Iraqi archaeologist, anthropologist, historian and writer

Behnam Nasser Nuaman Abu Alsoof (بهنام ناصر نعمان أبو الصوف Behnam Abu alsouf) (born 1931 in Mosul, Iraq, died September 19, 2012) was an Iraqi Assyriologist, anthropologist, historian and writer.

He was born in Mosul to a Christian Syriac family. He completed his elementary and junior high in the city of Mosul. He earned a BA in Archaeology and Civilization from the University of Baghdad in 1955. He completed graduate studies at the University of Cambridge, England and received his doctorate degree in Archaeology and the nucleus of civilization and anthropology in the autumn of 1966. He worked on scientific rescue excavations on a wide basin in the Hamrin Dam (in Diyala Governorate), and Mosul Dam on the Tigris River in the late 1970s to mid-1980s. He revealed several archaeological sites in Iraq, including Tell es-Sawwan in Samarra in Saladin Governorate, which was from the Stone Age. He also led his work at the site of Qainj Agha near Erbil Castle to detect a wide range of archaeological evidence from the Uruk period. He lectured for many years at the roots of material civilization, archeology, and history in a number of Iraq's universities and the Institute of Arab history for Graduate Studies.
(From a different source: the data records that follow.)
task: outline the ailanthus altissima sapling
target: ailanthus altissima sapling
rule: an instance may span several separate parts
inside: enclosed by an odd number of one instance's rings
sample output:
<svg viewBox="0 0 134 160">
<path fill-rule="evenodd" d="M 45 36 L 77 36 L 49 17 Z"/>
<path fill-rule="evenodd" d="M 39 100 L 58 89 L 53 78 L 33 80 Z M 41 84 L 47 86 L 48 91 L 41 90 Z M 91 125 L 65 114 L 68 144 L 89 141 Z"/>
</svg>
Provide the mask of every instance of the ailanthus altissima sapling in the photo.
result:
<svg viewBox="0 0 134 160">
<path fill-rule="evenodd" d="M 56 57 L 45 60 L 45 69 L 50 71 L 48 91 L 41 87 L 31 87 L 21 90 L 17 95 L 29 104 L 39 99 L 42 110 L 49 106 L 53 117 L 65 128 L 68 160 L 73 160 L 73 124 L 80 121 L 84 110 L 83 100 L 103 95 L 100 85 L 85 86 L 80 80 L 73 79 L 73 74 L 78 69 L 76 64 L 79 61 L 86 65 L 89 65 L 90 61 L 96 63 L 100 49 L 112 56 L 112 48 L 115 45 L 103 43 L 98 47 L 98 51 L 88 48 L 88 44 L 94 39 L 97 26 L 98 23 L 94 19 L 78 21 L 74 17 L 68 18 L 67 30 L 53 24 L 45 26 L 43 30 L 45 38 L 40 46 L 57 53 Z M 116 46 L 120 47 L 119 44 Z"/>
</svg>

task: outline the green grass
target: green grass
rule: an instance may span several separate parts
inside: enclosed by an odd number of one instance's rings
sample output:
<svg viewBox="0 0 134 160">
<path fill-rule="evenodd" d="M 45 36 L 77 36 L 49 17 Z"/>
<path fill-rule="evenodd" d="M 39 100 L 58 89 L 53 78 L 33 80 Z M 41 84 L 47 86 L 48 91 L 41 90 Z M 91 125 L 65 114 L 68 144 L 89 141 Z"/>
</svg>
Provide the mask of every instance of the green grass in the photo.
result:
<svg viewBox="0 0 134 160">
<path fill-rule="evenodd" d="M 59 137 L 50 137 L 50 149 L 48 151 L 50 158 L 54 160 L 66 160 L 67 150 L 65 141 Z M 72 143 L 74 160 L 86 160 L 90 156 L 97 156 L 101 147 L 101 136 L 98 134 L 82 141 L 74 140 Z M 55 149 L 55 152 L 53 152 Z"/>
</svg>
He wrote several books, including Pottery of Uruk Period: Origins and Spread (English language), The Shadow of the Ancient Valley (Arabic language), and Iraq: The Unity of the Earth, Civilization and Human (Arabic language).

He died on September 19, 2012, in Amman, Jordan at the age of eighty due to a heart attack.

Behnam Abu Alsoof opposed the idea of Assyrian identity and that Syriac Christians are not descendants of ancient Assyrians, instead promoting the idea they are Aramaic Nestorians.